Tuttavia, il Tribunal Superior de Justicia de Castilla y León, ha confermato l’esito del primo giudice. La sentenza riporta come non possa essere accolta la tesi dell’azienda, che richiedeva come durante il congedo per malattia, il dipendente sia tenuto a non svolgere alcuna attività che possa essere ragione di ostacolo alla ripresa del lavoro. Si sottolineava come la sua dipendente non avrebbe dovuto svolgere alcuna attività, neanche occasionale, che potesse potenzialmente condizionare o rallentare la guarigione.
Secondo il giudice Spagnolo non esistevano gli estremi per una così grave azione, i fatti riscontrati esprimono anzi la buona fede dell’imputata. Sono i fatti a provare come la donna non abbia violato la buona fede. Innanzitutto, i fatti dimostrano come non esista alcuna simulazione della malattia, perché essendo stata diagnosticata una forma di ansia, non una malattia di altro tipo, si metteva in discussione lo stato di incapacità temporanea a svolgere attività lavorativa quotidiana.
Non si tratta di un ostacolo
Il tribunale ha dettagliato la propria decisione, argomentando come il mero svolgimento di attività di pubblicazione occasionale di brevi video, in ambito domestico o comunque in contesti tali da non pregiudicare il recupero delle energie psicofisiche, non possa essere ritenuto di ostacolo al ritorno in ufficio. Alla luce dei fatti ricostruiti, il comportamento della donna non risulta in contrasto con la patologia dichiarata e non si evidenzia alcuna malafede o intento fraudolento, ancora meno la finzione di una malattia.
Queste le motivazioni con il quale Il giudice ha provveduto a rigettare il ricorso dell’azienda. Non risulta inoltre in alcun modo dimostrato un legame diretto tra il percorso di guarigione dal disturbo di salute e l’attività virtuale di influencer. La lavoratrice non voleva né mentire, né ingannare la controparte del rapporto di lavoro, motivo per cui non c’era alcuna prova a riguardo.
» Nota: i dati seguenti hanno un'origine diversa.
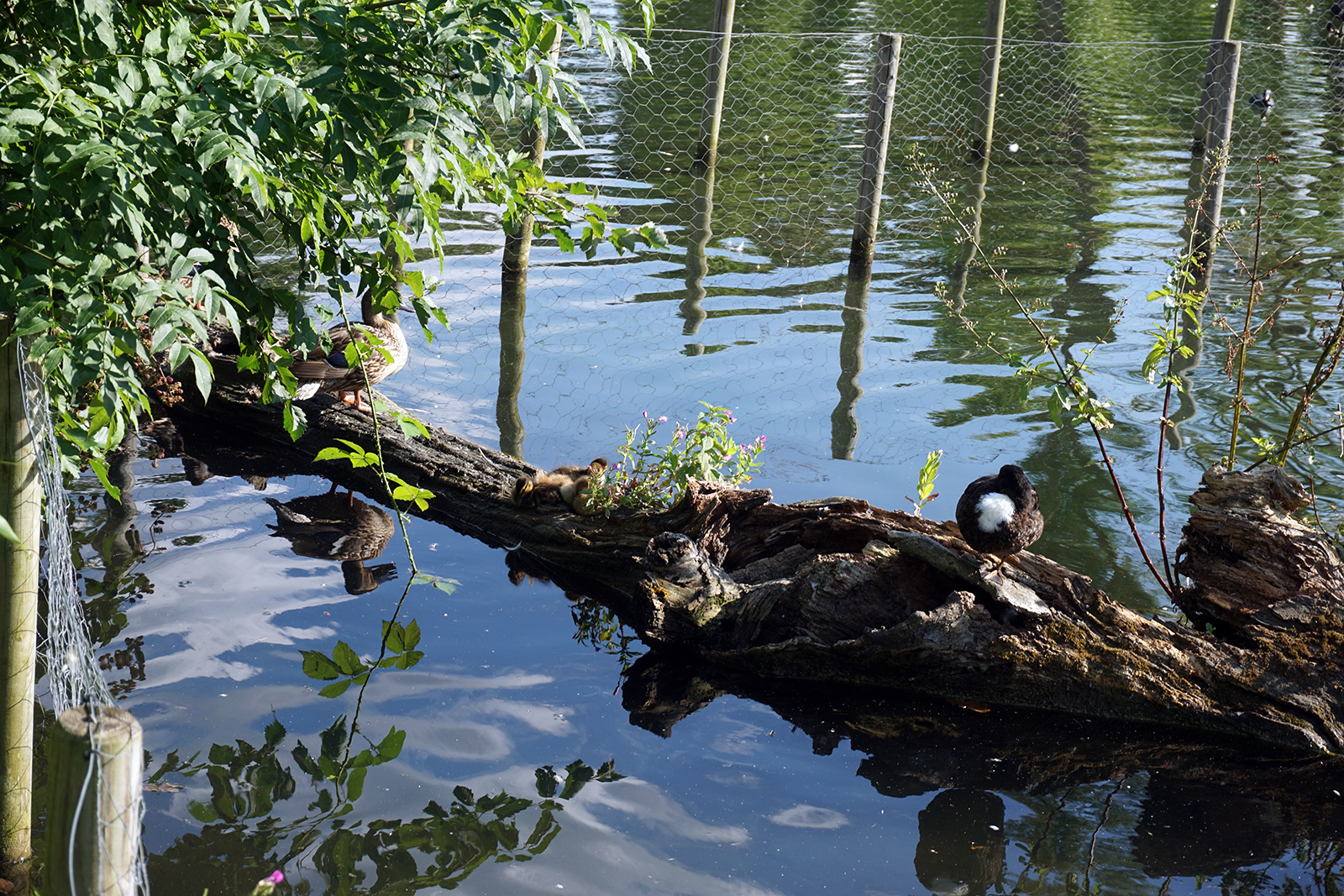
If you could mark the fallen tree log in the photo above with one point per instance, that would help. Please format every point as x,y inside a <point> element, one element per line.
<point>842,591</point>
La vicenda costituisce un importante precedente giurisprudenziale per il diritto spagnolo ed anche per l’Italia ed Europa. Dalla decisione del giudice iberico emerge l’importanza di valutare per singoli casi, volta per volta, se e in quale percentuale un’attività extra-lavorativa possa realmente interferire con il processo di guarigione. La sentenza spagnola risulta interessante anche perché tocca un tema moderno, come quello dell’esposizione ai social media durante l’assenza dall’ufficio e dal lavoro.
Anche in Italia questo, almeno sulla carta, potrebbe costituire un valido motivo di contestazione disciplinare, ma soltanto se l’azienda riuscisse a dimostrare un comportamento incoerente con la malattia o dannoso per l’immagine aziendale, mentre la mera presenza online, anche come influencer, non sarà sufficiente a giustificare un licenziamento disciplinare.